またフューチャーズの試合を観てきました。

01_21 4月14日にジャイアンツ球場でイースタン・リーグ チャレンジマッチ、ジャイアンツ対フューチャーズ戦を生観戦したところ、その開催主旨だけでなく試合内容そのものも思いのほか面白かったのでまた観戦してきました。今回はシーレックス対フューチャーズ。場所は横須賀スタジアムではなく、ベイスターズ総合練習場。

イースタン・リーグ チャレンジマッチに関しては本ブログ4月15日付エントリーイースタン・リーグ チャレンジ・マッチを実際に観てきました。を参照して下さい。

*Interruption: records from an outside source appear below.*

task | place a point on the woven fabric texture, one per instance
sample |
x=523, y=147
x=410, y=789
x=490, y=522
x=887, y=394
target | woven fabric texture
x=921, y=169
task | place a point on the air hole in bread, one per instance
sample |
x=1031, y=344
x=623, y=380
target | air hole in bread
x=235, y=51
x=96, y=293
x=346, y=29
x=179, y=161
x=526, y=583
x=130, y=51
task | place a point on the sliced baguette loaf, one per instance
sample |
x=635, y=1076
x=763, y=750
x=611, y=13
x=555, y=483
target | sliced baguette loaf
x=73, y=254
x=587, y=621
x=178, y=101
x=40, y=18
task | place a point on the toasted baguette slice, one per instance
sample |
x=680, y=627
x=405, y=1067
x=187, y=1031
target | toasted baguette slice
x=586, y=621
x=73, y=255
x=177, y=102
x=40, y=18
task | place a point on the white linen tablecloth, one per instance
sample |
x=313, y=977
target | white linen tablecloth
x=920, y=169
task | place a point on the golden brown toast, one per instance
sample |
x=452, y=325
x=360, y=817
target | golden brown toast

前回に引き続き、この日も試合開始30分前くらいの段階で場内アナウンスでフューチャーズのベンチ入り選手が紹介された。今日は16選手がベンチ入り。DHを含めスタメンで10選手が出場するから控え選手は6人しかいないことになる。なお16人のチーム別内訳はジャイアンツが9人、マリーンズが1人、ゴールデンイーグルスが3人、ライオンズのファームが2人で、対戦相手のシーレックスから1人。ファイターズとスワローズからはゼロ。ちなみにシーレックスのベンチ入り選手も紹介され、こちらは21人。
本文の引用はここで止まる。